HypoxyLab is a compact, benchtop incubator that creates a fully controlled atmosphere for cell culture, including precise control of oxygen, CO₂, temperature and humidity.
Unlike systems that only regulate oxygen as a percentage, HypoxyLab measures and controls oxygen in partial pressure units (mmHg or kPa).6,7

This allows user to explicitly set an oxygen partial pressure value such as 40 mmHg to model a typical physioxic condition for many tissues, or an oxygen partial pressure of 15 mmHg if more extreme hypoxia conditions are required.
HypoxyLab automatically compensates for changes in barometric pressure, so a setting of 40 mmHg means precisely the same thing for cells in separate labs or on distinct times of the year.6
For organoid work, this allows the definition reproducibility of specific oxygen environments: fetal-like conditions for developing tissues, tumour-like ranges for cancer models, or healthy physioxia for baseline growth.
Practical features also matter. HypoxyLab is contamination-controlled and ergonomically designed, with a rapid-entry transfer hatch and clear interior workspace. Scientists can carry out media changes, passaging or imaging without repeatedly exposing cultures to room air. For organoids, this kind of stable physioxic incubator can become the “home base” where they live, differentiate and respond to interventions under controlled and documented oxygen conditions.
Setting a target oxygen level is one thing; knowing what your organoids experience is another. This is where the OxyLite™ oxygen monitor is particularly useful. OxyLite is a fibre-optic sensor system for measuring dissolved oxygen directly in culture media or gels.8

In an organoid workflow, an OxyLite sensor can be placed into the medium near an organoid, or into the matrix that embeds it. The scientist can thereby verify that the medium inside the chamber has equilibrated to the intended oxygen concentration and can also provide kinetics for how quickly the organoid consumes oxygen over time.
OxyLite also reports oxygen in absolute partial pressure units of mmHg, matching the oxygen control strategy employed in HypoxyLab. Together, these systems can turn oxygen from an assumed background condition into a measured and optimised parameter in organoid culture.

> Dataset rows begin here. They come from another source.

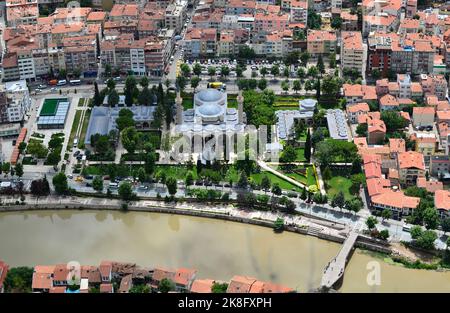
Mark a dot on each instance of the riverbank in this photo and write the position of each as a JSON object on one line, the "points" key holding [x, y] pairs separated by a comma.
{"points": [[300, 224]]}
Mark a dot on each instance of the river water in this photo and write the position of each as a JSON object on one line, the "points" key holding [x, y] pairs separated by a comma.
{"points": [[218, 249]]}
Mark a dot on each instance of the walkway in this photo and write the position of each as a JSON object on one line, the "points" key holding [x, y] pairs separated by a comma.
{"points": [[335, 269], [267, 168]]}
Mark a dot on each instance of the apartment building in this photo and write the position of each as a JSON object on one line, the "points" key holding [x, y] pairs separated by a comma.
{"points": [[200, 42], [352, 51], [434, 85], [411, 165], [21, 12], [175, 16], [321, 42]]}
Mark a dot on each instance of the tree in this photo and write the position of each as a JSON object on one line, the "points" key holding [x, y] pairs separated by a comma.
{"points": [[149, 165], [171, 184], [126, 191], [239, 71], [189, 179], [245, 52], [307, 152], [371, 222], [111, 84], [320, 65], [263, 71], [386, 214], [275, 70], [314, 20], [384, 234], [297, 85], [181, 82], [197, 69], [60, 183], [219, 288], [130, 139], [313, 71], [416, 232], [18, 280], [338, 200], [125, 119], [166, 285], [185, 69], [145, 97], [276, 189], [289, 154], [445, 224], [361, 130], [301, 73], [18, 169], [195, 81], [426, 240], [113, 98], [243, 180], [336, 22], [393, 121], [97, 183], [431, 218], [285, 85], [332, 60], [97, 98], [224, 71], [265, 183], [211, 71]]}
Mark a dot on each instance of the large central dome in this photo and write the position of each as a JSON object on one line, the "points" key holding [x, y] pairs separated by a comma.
{"points": [[209, 95]]}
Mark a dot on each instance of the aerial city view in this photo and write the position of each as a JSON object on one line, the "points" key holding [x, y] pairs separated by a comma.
{"points": [[224, 146]]}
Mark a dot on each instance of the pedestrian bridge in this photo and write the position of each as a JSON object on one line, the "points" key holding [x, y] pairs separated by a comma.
{"points": [[336, 267]]}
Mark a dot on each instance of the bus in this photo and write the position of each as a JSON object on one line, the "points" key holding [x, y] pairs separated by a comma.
{"points": [[217, 85], [75, 82]]}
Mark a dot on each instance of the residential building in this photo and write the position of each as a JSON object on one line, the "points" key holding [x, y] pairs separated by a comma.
{"points": [[184, 277], [175, 16], [423, 116], [411, 165], [359, 93], [442, 202], [376, 132], [321, 42], [356, 110], [352, 51], [3, 271], [200, 42]]}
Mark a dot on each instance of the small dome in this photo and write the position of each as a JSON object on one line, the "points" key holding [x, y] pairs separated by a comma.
{"points": [[209, 95], [210, 110]]}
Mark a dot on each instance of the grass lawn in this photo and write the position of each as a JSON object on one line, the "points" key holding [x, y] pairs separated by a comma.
{"points": [[188, 103], [179, 172], [273, 180], [84, 128], [308, 180], [339, 183], [300, 155]]}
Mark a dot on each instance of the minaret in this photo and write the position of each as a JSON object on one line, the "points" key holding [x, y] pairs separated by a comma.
{"points": [[179, 104], [240, 101]]}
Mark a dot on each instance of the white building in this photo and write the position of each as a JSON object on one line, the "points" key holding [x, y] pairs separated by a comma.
{"points": [[19, 101]]}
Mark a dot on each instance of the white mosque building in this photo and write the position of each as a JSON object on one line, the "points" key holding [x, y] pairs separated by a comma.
{"points": [[210, 118]]}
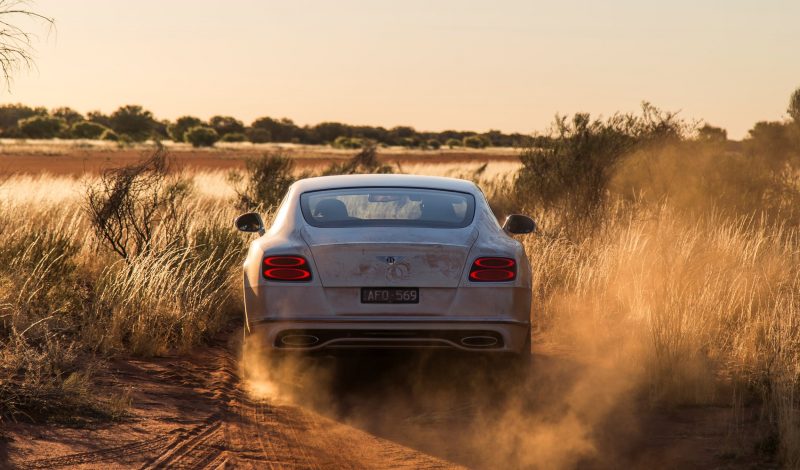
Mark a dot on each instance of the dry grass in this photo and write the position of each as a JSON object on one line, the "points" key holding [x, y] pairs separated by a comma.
{"points": [[687, 306]]}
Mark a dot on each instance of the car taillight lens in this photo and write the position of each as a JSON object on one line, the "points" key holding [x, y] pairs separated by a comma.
{"points": [[286, 268], [493, 270]]}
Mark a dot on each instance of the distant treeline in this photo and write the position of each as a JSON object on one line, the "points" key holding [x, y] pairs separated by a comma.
{"points": [[132, 123]]}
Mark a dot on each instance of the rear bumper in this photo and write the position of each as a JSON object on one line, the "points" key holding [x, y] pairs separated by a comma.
{"points": [[320, 334]]}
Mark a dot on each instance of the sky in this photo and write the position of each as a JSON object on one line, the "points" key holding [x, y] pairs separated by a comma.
{"points": [[510, 65]]}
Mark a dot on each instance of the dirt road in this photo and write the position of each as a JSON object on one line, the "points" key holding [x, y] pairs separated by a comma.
{"points": [[195, 411]]}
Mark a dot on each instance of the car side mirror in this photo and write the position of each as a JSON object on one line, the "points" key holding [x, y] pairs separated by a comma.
{"points": [[250, 222], [519, 224]]}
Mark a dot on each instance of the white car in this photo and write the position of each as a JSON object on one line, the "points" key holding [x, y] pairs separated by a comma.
{"points": [[387, 261]]}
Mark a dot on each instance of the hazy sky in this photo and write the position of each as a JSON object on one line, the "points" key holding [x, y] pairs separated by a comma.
{"points": [[432, 64]]}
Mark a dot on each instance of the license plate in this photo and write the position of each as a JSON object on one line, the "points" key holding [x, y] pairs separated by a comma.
{"points": [[389, 295]]}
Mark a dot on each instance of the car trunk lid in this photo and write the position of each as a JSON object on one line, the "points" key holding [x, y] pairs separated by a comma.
{"points": [[390, 256]]}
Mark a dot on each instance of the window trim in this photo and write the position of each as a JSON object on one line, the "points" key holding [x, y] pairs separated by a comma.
{"points": [[472, 203]]}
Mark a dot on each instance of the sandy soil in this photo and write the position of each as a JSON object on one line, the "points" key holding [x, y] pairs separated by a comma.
{"points": [[195, 411]]}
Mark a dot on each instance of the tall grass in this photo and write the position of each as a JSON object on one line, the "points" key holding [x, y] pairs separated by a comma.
{"points": [[686, 304], [689, 307], [67, 301]]}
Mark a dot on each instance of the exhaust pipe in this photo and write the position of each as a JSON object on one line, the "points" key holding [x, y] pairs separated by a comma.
{"points": [[479, 341], [299, 340]]}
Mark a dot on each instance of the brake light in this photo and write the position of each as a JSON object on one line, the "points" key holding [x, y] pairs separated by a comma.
{"points": [[286, 268], [493, 270]]}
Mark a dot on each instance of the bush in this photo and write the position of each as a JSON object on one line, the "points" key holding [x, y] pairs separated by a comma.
{"points": [[88, 130], [11, 114], [110, 135], [69, 115], [258, 135], [280, 130], [266, 181], [133, 209], [475, 142], [234, 137], [343, 142], [571, 172], [365, 161], [433, 144], [709, 133], [201, 136], [41, 127], [177, 130], [133, 120], [225, 125]]}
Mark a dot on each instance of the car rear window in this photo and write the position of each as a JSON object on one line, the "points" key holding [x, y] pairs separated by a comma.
{"points": [[387, 207]]}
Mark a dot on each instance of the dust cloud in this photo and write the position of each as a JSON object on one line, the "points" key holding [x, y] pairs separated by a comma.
{"points": [[564, 412]]}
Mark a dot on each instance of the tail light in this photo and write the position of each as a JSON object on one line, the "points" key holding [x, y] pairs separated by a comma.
{"points": [[493, 270], [286, 268]]}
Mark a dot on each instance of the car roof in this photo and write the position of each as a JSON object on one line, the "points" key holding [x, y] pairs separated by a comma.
{"points": [[378, 180]]}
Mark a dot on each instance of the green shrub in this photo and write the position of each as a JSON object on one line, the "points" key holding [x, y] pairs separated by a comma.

Organoids have opened a new window into human biology, but to make the most of them we need to recreate not just the right cells and matrices, but also the right environment. Oxygen is a central part of any cellular environment. Most human tissues function in the 8 - 85 mmHg oxygen range, not at ambient oxygen of 160 mmHg that dominates standard incubators.1
When organoids are grown under physiological oxygen tensions, they often exhibit better viability, more realistic differentiation, and responses to stimuli that are closer to what we see in vivo.3,5
There are caveats. Physioxia must be tuned to each organoid system, and it does not on its own solve every diffusion or size limit. It does, however, move the model in the right direction, and with modern tools for control and measurement it is no longer technically difficult to implement.
By combining a physioxic workstation such as HypoxyLab with direct oxygen monitoring using OxyLite, organoid researchers can define, deliver, and verify the oxygen partial pressure conditions their models experience. That shift, from assuming oxygen to managing it, is a key step toward more faithful and reproducible organoid science.